CSE 3.1 need not be started with a particular VCD API version. It is now capable of accepting incoming requests at any supported VCD API version. Refer to changes in the configuration file

CSE 3.1 upgrade may fail to update the clusters owned by System users correctly.

During the cse upgrade, the RDE representation of the existing clusters is transformed to become forward compatible. The newly created RDEs are supposed to be owned by the corresponding original cluster owners in the process. However, the ownership assignment may fail if the original owners are from the System org.

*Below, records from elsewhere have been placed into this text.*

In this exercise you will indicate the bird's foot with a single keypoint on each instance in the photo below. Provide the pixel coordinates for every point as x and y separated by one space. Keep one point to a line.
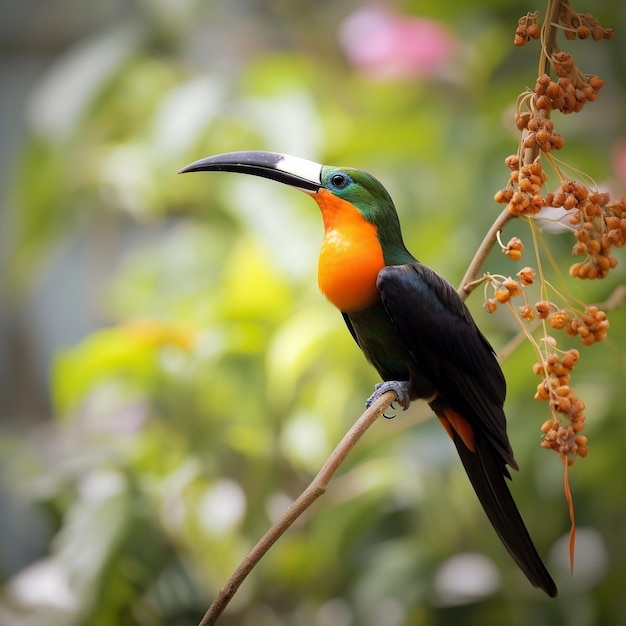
402 402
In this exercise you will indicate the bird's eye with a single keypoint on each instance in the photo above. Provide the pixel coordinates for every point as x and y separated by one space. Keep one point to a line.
339 180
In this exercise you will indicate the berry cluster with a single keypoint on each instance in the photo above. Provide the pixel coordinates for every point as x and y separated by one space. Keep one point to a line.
523 192
572 90
599 224
562 432
582 25
527 29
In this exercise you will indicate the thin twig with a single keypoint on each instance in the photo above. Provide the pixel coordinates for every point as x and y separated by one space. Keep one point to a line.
469 282
304 501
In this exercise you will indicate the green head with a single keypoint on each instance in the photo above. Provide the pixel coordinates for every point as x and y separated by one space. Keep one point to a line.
356 187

This is a bug in VCD.

Workaround: Edit the RDE by updating the and in the payload PUT https://<vcd-fqdn>/cloudapi/1.0.0/entities/id?invokeHooks=false

Unable to change the default storage profile for Native cluster deployments

The default storage profile for native cluster deployments can’t be changed in CSE, unless specified via CLI.

vCD follows particular order of precedence to pick the storage-profile for any VM instantiation:

  1. User-specified storage-profile
  2. Storage-profile with which the template is created (if VM is being instantiated from a template)
  3. Organization virtual datacenter default storage-profile


  1. Disable the storage-profile with which the template is created on the ovdc.
  2. Set the desired storage-profile as default on the ovdc.

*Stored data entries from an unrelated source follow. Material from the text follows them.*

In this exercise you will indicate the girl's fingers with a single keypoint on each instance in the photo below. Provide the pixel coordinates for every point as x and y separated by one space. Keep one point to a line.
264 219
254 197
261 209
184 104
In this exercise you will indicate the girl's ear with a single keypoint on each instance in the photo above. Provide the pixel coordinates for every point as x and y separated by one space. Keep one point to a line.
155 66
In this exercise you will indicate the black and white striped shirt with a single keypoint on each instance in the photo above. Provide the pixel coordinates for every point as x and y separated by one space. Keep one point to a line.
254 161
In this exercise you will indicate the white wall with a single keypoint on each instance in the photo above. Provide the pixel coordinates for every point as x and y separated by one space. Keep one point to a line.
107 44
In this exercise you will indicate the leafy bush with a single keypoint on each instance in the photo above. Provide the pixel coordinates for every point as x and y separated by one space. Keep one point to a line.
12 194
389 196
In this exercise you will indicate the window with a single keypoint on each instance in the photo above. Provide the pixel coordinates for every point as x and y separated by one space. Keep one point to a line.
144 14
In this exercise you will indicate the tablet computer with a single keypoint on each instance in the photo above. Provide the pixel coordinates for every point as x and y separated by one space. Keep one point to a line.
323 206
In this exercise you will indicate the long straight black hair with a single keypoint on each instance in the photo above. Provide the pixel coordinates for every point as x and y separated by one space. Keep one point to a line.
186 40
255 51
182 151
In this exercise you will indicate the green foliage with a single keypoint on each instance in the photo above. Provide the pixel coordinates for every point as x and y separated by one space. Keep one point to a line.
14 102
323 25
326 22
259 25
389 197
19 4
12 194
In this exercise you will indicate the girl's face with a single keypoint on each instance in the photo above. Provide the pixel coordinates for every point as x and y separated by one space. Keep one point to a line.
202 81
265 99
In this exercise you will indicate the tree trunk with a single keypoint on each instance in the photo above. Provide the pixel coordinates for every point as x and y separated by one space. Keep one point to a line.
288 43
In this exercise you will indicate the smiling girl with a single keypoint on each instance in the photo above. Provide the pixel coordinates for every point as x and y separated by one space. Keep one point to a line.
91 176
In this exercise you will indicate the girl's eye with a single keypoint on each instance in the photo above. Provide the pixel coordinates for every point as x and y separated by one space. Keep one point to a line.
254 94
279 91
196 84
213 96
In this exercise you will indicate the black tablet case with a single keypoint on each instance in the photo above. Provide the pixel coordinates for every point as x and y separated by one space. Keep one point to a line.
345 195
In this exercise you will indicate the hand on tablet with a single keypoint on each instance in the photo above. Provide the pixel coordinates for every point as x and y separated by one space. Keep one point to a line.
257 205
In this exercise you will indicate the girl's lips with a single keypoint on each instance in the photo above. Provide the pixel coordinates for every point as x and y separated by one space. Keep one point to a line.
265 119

Failures during template creation or installation

CSE service fails to start

Cluster creation fails when VCD external network has a DNS suffix and the DNS server resolves to a valid IP

This is due to a bug in etcd (More detail HERE, with the kubeadm config file contents necessary for the workaround specified in this comment).

The main issue is that etcd prioritizes the DNS server (if it exists) over the /etc/hosts file to resolve hostnames, when the conventional behavior would be to prioritize checking any hosts files before going to the DNS server. This becomes problematic when kubeadm attempts to initialize the control plane node using localhost. etcd checks the DNS server for any entry like localhost.suffix, and if this actually resolves to an IP, attempts to do some operations involving that incorrect IP, instead of localhost.

The workaround (More detail HERE is to create a kubeadm config file (no way to specify listen-peer-urls argument in command line), and modify the kubeadm init command in the CSE control plane script for the template of the cluster you are attempting to deploy. CSE control plane script is located at ~/.cse-scripts/<template name>_rev<template_revision>/scripts/

Change command from, kubeadm init --kubernetes-version=v1.13.5 > /root/kubeadm-init.out to kubeadm init --config >/path/to/kubeadm.yaml > /root/kubeadm-init.out

Kubernetes version has to be specified within the configuration file itself, since --kubernetes-version and --config are incompatible.

Task for create cluster goes on forever even when cluster create has failed in CSE server

CSE server versions 3.1.1, 3.1.2, 3.1.3 and 3.1.4 are impacted. This issue will be observed, if the user used to deploy the TKGm kubernetes cluster is missing “Manage user’s own API token” right from their role. The cluster create task will not be marked as “failed” even though CSE server logs will indicate that the cluster creation has failed. Adding the missing right viz. “Manage user’s own API token” to the user’s role and reattempting the cluster creation operation should fix the issue.